Tuesday, April 24, 2012

A Man of the People 1.

I remember reading “A man of the people” by Chinua Achebe when I was in SS3. For some reason that book has stuck with me. I think about Nigeria and I remember a “Man of the People”. To my mind, the book is a must read (i.e: go get a copy or borrow from a library). Though Achebe wrote the book in 1966, the story still rings true in 2012. For all its chauvinistic flaws, there are many lessons to be learnt from the book and this post is my first sermon.
In the book Odili (the co- protagonist) recognizes the ironic nature of our system-where we know the misdeeds of politicians especially with public funds yet we rationalize their actions. He said “As I stood in the corner of that vast tumult waiting for the arrival of the minister, I felt intense bitterness welling up in my mouth. Here were silly ignorant villagers dancing themselves lame and waiting to blow off their gun powder in honor of one of those who had started the country off down the slopes of inflation. I wished for a miracle, for a voice of thunder to hush this ridiculous crowd and tell the poor contemptuous people one or two truths. But of course it would be quite useless. They were not only ignorant but cynical. Tell them that this man had used his position to enrich himself and they would ask you- as my father did- if you thought that a sensible man would spit out the juicy morsel that good fortune placed in his mouth”. 
The only difference between Nigerians and the villagers is that we know those who enrich themselves corruptly but say things like “at least he/she is working”,  “if you get there you would do the same”, “that is the way our system is… it is not the people”. Some people even argue that the Bible says that you eat from where you work! (In all the Bible translations I have read, I am still looking for that verse). Last week, Delta State government’s comment on the Ibori sentencing was that “it is a private matter”. Really! The man stole money that belongs to the people of Delta State. 
 As a people, we cannot move forward if we encourage greed and dishonesty. Considering the outrage against PDP in January, it was surprising that PDP won re-elections in Kebbi, Bayelsa, Cross River, Adamawa and Sokoto States. What does this say about us? This tells me that we "love" the people that lead us. We encourage our politicians to be corrupt and not do as they should when we do not hold them accountable by voting out those who do not perform. We encourage our politicians to be corrupt when we expect and demand that they pay our children school fees, cater for our parties and attend to our sundry needs. We encourage them to be corrupt when we roll out congratulatory adverts for them in return for future favors. We encourage them to be corrupt when we arrange thanksgiving services and chieftaincy titles for the newly appointed. We forget that the system of waiting for your turn i.e. waiting for your person to get there so you can have your share of the “national cake” is not sustainable. For instance, "my person" is in government for 8 years. After his/her turn is over, what then? We insult and ridicule politicians who are not corrupt and want to go by the book. I can never forget the accusations against Chief Bisi Akande when he was governor of Osun State. His crime was he was too honest and he got voted out of power. We praise people who are corrupt and cry witch hunting and tribalism if a “our person” is accused of corruption. It is amazing the way corruption is defended and saddening that clerics have joined the bandwagon. 
 Why do we encourage our politicians to be corrupt? We do it because we are selfish and we support selfishness. Case in point: in the book was when Odili was campaigning against Chief Nanga and the police men in the village said they would support Chief Nanga because they “get some crumbs” from him. 
 We need to do away with this selfishness-what-is-in-it-for-me, leave-as-is-I-am – enjoying attitude. There are ways we can address this problem of selfishness. First as individuals we need to rethink our idea of self interest and may be develop “enlightened self interest” if not for anything but to save the decadence already caused by the need to know somebody before a service, a job, a contract, or a scholarship can be secured. There is a peace of mind that comes from knowing that a system is fair and just. Secondly, as a very religious people who are quick to call God into everything. Our clerics need to take a stance on corruption and walk their talk. It is not just preaching against corruption, it is refusing to honour and acknowledge people those who are corrupt. Maybe then who lead us would realize that they do not have to steal public funds for their fourth generation. 

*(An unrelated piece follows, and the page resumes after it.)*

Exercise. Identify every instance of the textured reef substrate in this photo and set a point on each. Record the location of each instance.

 On another note: It is commendable that people are using new media to demand accountability by the government especially on the fuel subsidy report. This report I believe proves the success of the occupy riots. However, twitter and facebook would not make GEJ sack any minister. Why? Because those who are truly affected ( I am not saying that people like me are not affected by the level of graft on this issue but there more people worse off than we are) are really not bothered to demand accountability by the government. I think it is time for civil society to make market women, artisans and “villagers” understand the need to look beyond their daily survival and demand for a change.